В этом отношении взгляды Куна резко отличались от позиции его учителя Вейденрейха, полагавшего, что человеческая эволюция являла собой переплетение разных линий, между которыми шел обмен генами и идеями. А Кун по поводу разделения линий и разных скоростей эволюции в пределах каждой из них выражался вполне недвусмысленно:
Когда бы и где бы ни появился Homo, а скорее всего, это произошло на Африканском континенте, он вскоре разошелся по теплым областям Старого Света… И если Африка и была колыбелью человечества, то она дотянула своих воспитанников лишь до примитивного детского сада. Настоящей школой стали Европа и Азия.
Американский палеоантрополог Чарльз Лоринг Брейс развернул идеи Вейденрейха в сторону неандертальцев. Он предположил, что Homo erectus в каждой части населенного им мира в своем развитии проходил “неандерталоидную” стадию. По представлениям Брейса, неандертальцы и аналогичные им древние люди использовали передние зубы для обработки пищи и различных материалов, в результате чего лица у них вытягивались вперед характерным образом, формируя увеличенные резцы и овальный череп. А когда 35 тысяч лет назад, в эпоху верхнего палеолита и позднего каменного века
[4], появились более совершенные каменные орудия, требования к зубам и челюстям стали не столь актуальными, и лицо и череп преобразовались в современную форму.
Вот примерно с таким набором идей и гипотез я столкнулся, приступив к работе над своей диссертацией в 1970 году в Бристольском университете. Всеобъемлющая мультирегиональная гипотеза с ее брейсовским ранненеандертальским ответвлением и досапиенсная модель, в которой не нашлось места для эректусов и неандертальцев. Плюс не слишком внятная концепция Бернарда Кэмпбелла и Джозефа Вейнера, названная “спектральной гипотезой”. Она предполагала, что в разных популяциях древних людей были в разных пропорциях смешаны разные наборы современных признаков, и эти популяции каждая по-своему вносили вклад в эволюцию Homo sapiens.

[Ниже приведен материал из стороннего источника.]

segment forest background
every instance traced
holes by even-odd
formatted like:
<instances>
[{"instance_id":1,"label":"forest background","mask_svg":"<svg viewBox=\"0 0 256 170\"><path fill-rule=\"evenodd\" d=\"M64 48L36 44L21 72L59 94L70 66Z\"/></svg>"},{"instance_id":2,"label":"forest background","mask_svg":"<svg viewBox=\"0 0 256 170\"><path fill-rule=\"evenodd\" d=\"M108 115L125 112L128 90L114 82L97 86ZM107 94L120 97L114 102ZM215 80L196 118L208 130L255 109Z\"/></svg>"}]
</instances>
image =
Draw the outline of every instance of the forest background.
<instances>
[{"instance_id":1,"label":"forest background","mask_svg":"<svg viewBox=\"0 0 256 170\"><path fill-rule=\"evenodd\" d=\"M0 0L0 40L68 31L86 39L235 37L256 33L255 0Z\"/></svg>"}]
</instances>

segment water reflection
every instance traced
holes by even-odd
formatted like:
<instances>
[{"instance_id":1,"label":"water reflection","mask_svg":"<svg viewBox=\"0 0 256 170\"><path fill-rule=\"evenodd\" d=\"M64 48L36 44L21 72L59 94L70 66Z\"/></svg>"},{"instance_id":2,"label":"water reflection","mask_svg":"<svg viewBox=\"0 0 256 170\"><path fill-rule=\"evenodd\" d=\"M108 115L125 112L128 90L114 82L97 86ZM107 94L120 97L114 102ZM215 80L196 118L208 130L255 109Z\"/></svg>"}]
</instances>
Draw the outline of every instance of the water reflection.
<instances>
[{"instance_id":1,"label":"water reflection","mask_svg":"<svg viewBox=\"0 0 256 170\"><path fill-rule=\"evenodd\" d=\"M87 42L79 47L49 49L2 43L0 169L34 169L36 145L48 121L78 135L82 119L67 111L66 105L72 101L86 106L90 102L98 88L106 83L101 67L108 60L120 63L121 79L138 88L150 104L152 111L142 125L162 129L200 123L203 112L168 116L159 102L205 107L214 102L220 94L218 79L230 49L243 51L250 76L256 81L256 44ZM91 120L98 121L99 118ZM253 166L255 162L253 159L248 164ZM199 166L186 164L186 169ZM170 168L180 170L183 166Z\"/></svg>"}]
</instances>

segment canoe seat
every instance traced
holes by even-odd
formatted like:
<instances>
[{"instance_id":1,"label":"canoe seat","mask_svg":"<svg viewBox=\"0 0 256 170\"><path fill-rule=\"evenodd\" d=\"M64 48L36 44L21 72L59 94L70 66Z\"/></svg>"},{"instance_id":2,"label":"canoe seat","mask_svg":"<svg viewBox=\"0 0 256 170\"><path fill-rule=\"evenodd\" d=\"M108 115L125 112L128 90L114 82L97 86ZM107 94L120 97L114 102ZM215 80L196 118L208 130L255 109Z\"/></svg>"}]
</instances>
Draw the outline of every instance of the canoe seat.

То есть по сути спектральная гипотеза оставалась мультирегиональной, но утверждала, что одни линии внесли больший вклад в наше становление, чем другие.
В 1970-е годы, по мере того как росла мощность компьютеров и они начинали оказывать влияние на биологические науки, произошло нечто вроде небольшой революции. До этого десятилетия подавляющая масса исследований человеческой эволюции основывалась на непосредственном наблюдении окаменелостей, а если где и делались измерения, то окаменелости все равно сравнивались по какому-то одному выбранному признаку или в крайнем случае на основе двух признаков. Но теперь стали доступны многовариантные расчеты, способные охватить сразу большое число измерений разных признаков у разных экземпляров, дающие более основательное сопоставление объемных форм и размеров. Именно такая задача и стояла передо мной в первые годы работы над диссертацией. Поэтому в июле 1971 года я покинул Англию и отправился в путешествие по музеям и институтам десяти стран Европы с целью собрать как можно больше данных о неандертальцах и кроманьонцах – европейских преемниках неандертальцев, которые выглядели как современные люди, – чтобы понять, была ли эта эволюционная линия постепенной и непрерывной или в какой-то момент была разорвана.